Na realidade, portanto, o novo acordo ainda não entrou em vigor na comum língua nem há data marcada para que isso aconteça. Assim, não é legítimo em Portugal ado(p)tar {adotar}: {ação, ótimo}, com supressão de consoantes não articuladas, ou outras formas diferentes recomendadas no novo acordo. Mesmo depois de marcada a data de entrada em vigor, estas formas diferentes só serão admissíveis como informação ou experiência de adaptação 2. O senso comum diz-nos que `a escrita exclusivamente na nova grafia´ unicamente será admissível a partir da data em que não se possa escrever na actual {atual} norma. Caso contrário, cria-se uma barafunda ortográfica desprestigiante para a língua. Penso que ninguém de bom senso o fará na administração ou nos órgãos de comunicação social. No ensino, depende do prazo para entrada em vigor. Convenhamos que, aí, os formandos devem ficar preparados para o futuro e que, rapidamente, os manuais devem mostrar as diferenças. Em Ciberdúvidas, ensaiei repetir, entre chavetas, as palavras que mudam no novo acordo, como se pode observar neste texto (notando-se que, no presente caso, não são muitas; mas que incidem realmente sobre palavras frequentes 3 na língua...).

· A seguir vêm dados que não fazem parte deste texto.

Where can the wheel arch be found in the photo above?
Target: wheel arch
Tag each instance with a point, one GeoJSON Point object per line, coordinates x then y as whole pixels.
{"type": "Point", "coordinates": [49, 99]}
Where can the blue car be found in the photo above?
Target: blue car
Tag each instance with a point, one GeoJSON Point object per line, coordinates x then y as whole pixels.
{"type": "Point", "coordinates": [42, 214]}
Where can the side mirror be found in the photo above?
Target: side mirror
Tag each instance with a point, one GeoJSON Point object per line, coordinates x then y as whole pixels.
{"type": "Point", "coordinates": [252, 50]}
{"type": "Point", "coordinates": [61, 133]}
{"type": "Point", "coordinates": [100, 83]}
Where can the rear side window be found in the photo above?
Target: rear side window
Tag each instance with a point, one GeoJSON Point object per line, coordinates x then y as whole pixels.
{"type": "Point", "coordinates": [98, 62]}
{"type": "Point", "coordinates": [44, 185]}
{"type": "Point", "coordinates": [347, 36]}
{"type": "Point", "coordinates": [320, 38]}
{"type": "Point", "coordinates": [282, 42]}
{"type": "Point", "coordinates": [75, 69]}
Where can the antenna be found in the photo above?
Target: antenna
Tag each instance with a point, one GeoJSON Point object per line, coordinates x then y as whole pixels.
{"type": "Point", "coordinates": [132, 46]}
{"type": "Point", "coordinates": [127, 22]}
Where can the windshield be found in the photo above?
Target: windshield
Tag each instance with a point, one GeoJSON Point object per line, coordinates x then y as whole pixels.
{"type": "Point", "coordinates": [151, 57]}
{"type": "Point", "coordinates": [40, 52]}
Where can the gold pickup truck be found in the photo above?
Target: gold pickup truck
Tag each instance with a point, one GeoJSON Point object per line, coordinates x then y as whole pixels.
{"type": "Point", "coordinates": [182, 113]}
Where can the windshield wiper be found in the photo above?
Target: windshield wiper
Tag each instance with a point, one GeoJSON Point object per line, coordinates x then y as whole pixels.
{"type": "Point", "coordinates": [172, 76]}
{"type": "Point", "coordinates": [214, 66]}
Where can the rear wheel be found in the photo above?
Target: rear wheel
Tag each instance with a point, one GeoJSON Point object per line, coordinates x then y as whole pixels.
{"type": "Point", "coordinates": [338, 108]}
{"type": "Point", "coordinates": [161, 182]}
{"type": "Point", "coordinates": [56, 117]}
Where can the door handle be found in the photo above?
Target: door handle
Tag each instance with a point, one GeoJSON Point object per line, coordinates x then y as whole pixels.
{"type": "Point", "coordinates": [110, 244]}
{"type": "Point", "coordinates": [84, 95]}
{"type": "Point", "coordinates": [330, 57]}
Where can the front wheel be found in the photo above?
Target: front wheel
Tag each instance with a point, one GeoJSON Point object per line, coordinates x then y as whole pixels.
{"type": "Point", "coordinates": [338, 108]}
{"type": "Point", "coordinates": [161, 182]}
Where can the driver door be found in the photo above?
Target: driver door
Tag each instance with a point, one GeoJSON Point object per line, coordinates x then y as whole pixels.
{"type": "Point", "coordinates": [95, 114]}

Acresce que, independentemente da necessidade de haver um Vocabulário Comum, o período de adaptação (para substituir dicionários e outras obras didácticas {didáticas}) não deverá ser curto. Repare-se que, por exemplo, a TLEBS está meramente em experiência durante três anos...

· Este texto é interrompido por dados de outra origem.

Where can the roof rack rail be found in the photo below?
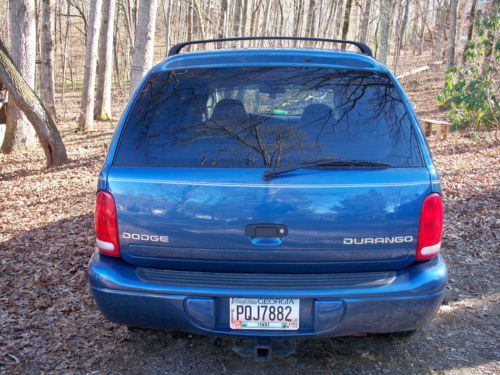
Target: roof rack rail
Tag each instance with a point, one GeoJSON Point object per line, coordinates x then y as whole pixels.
{"type": "Point", "coordinates": [175, 50]}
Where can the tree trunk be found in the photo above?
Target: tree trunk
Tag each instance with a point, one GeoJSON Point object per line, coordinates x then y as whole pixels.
{"type": "Point", "coordinates": [105, 68]}
{"type": "Point", "coordinates": [310, 19]}
{"type": "Point", "coordinates": [237, 18]}
{"type": "Point", "coordinates": [19, 133]}
{"type": "Point", "coordinates": [86, 121]}
{"type": "Point", "coordinates": [47, 83]}
{"type": "Point", "coordinates": [347, 18]}
{"type": "Point", "coordinates": [421, 32]}
{"type": "Point", "coordinates": [142, 59]}
{"type": "Point", "coordinates": [338, 20]}
{"type": "Point", "coordinates": [366, 21]}
{"type": "Point", "coordinates": [452, 39]}
{"type": "Point", "coordinates": [401, 36]}
{"type": "Point", "coordinates": [30, 104]}
{"type": "Point", "coordinates": [384, 30]}
{"type": "Point", "coordinates": [470, 31]}
{"type": "Point", "coordinates": [488, 50]}
{"type": "Point", "coordinates": [441, 19]}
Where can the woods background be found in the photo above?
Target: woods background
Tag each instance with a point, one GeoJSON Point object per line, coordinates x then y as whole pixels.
{"type": "Point", "coordinates": [104, 47]}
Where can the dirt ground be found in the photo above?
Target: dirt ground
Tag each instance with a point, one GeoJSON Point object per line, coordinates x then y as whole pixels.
{"type": "Point", "coordinates": [49, 322]}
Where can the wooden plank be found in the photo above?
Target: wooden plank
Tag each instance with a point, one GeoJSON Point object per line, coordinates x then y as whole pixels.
{"type": "Point", "coordinates": [442, 128]}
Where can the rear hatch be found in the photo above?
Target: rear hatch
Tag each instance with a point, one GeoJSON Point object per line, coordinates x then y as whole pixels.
{"type": "Point", "coordinates": [188, 173]}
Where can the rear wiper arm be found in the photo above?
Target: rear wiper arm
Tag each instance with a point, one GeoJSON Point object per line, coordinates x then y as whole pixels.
{"type": "Point", "coordinates": [268, 175]}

Sou um defensor do novo acordo, porque o julgo útil para a unificação na língua, mas penso que uma mudança ortográfica, alterando tudo o que é escrito no país, com importantes implicações económicas e perturbando inúmeras pessoas habituadas a escrever como sempre fizeram, durante muitos anos, não se pode impor de ânimo leve. Esperemos que o Governo de Portugal proceda com a necessária ponderação neste assunto,.
NOTAS:
1 – O Vocabulário Comum terá duplas entradas: para facto e fato, para económico e econômico. Assim, as palavras não mudam, quer em Portugal, quer no Brasil. Notar que muitos dicionários já vão indicando duplas entradas Portugal/Brasil. A diferença no Vocabulário Comum é que todas as entradas serão legítimas, quer num país quer no outro.
2 – O `p´ em adaptação é sempre pronunciado, e, por isso, não cai no novo acordo.
3 – O trema será abolido também para o Brasil.
Note-se ainda: a) No texto acima, com cerca de quatrocentas e cinqu[ü]enta palavras, haverá seis palavras diferentes para Portugal e uma para o Brasil. b) No caso de o acordo já estar em vigor, salvo arranjos sintácticos particulares, este texto poderia ser ortograficamente o mesmo para todo o universo da `comum língua´.